Once it’s done, take it out of the oven and let it cool in the pan for a bit. Don’t try to take it out right away, it’ll fall apart. Let it cool for maybe 10 or 15 minutes, then flip it out onto a plate or a wire rack. And then, let it cool completely before you try to slice it. I know, I know, it’s hard to wait. But trust me, a warm fruit cake is a crumbly fruit cake. You gotta let it cool. This here pecan fruit cake recipe ain’t hard, even you young folks can do it.
Now, while it’s cooling, you can make a glaze if you want. I like a simple glaze, just some powdered sugar and a little bit of milk or lemon juice. Mix it up till it’s nice and smooth, and then drizzle it over the cake once it’s cooled. It ain’t necessary, but it makes it look pretty, and adds a little extra sweetness. And who don’t like some extra sweet?

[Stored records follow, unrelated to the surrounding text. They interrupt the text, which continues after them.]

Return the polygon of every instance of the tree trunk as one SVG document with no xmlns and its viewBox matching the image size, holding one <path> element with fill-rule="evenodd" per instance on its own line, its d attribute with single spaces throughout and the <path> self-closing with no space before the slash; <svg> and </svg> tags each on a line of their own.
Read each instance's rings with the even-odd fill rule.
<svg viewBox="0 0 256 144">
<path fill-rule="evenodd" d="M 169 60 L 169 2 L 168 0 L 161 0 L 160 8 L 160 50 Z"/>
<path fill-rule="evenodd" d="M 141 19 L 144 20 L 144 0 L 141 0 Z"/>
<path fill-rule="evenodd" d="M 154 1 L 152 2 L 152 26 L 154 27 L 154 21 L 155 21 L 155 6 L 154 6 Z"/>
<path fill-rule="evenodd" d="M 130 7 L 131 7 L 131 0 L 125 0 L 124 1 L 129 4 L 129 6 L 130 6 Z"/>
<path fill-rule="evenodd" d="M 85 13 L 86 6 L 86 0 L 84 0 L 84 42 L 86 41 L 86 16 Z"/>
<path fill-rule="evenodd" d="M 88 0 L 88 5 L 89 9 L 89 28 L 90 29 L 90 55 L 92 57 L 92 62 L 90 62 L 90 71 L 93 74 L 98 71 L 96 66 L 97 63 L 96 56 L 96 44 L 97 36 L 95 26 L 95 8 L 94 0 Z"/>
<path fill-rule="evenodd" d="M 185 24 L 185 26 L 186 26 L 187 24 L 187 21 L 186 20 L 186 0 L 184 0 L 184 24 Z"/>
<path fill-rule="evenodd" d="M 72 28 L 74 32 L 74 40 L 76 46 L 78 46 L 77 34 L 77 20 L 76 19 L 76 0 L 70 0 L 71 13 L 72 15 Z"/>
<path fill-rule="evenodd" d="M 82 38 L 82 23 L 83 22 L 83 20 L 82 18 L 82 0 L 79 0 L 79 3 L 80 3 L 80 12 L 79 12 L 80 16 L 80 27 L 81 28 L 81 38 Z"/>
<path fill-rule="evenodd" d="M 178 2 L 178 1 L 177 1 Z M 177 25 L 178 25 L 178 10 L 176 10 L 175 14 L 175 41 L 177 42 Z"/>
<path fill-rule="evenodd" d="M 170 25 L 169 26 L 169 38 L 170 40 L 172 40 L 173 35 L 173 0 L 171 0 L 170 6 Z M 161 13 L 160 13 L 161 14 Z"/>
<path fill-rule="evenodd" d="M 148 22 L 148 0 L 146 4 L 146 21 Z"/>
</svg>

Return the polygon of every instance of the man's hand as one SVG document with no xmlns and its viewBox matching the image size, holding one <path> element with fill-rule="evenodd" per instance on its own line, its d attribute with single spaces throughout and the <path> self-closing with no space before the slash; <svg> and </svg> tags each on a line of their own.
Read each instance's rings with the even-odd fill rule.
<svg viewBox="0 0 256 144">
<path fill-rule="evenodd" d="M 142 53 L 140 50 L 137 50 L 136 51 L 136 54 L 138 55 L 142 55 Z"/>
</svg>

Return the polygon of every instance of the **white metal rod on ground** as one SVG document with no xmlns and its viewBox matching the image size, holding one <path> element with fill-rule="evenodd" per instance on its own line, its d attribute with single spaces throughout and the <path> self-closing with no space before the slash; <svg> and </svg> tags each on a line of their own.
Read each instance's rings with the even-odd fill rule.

And that’s it! That’s how you make a fruit cake with pecans. It ain’t rocket science, see? Just good, honest baking. Now, go on and make yourself a cake. Your family will thank you for it. And if they don’t, well, more for you then. Lemon-pecan fruitcake is good anytime of year, not just Christmas, ya hear?
Remember, don’t be scared to experiment. You can add different fruits, different nuts, different spices. Make it your own. That’s the best kind of bakin’, when you make it your own way. Now get to it!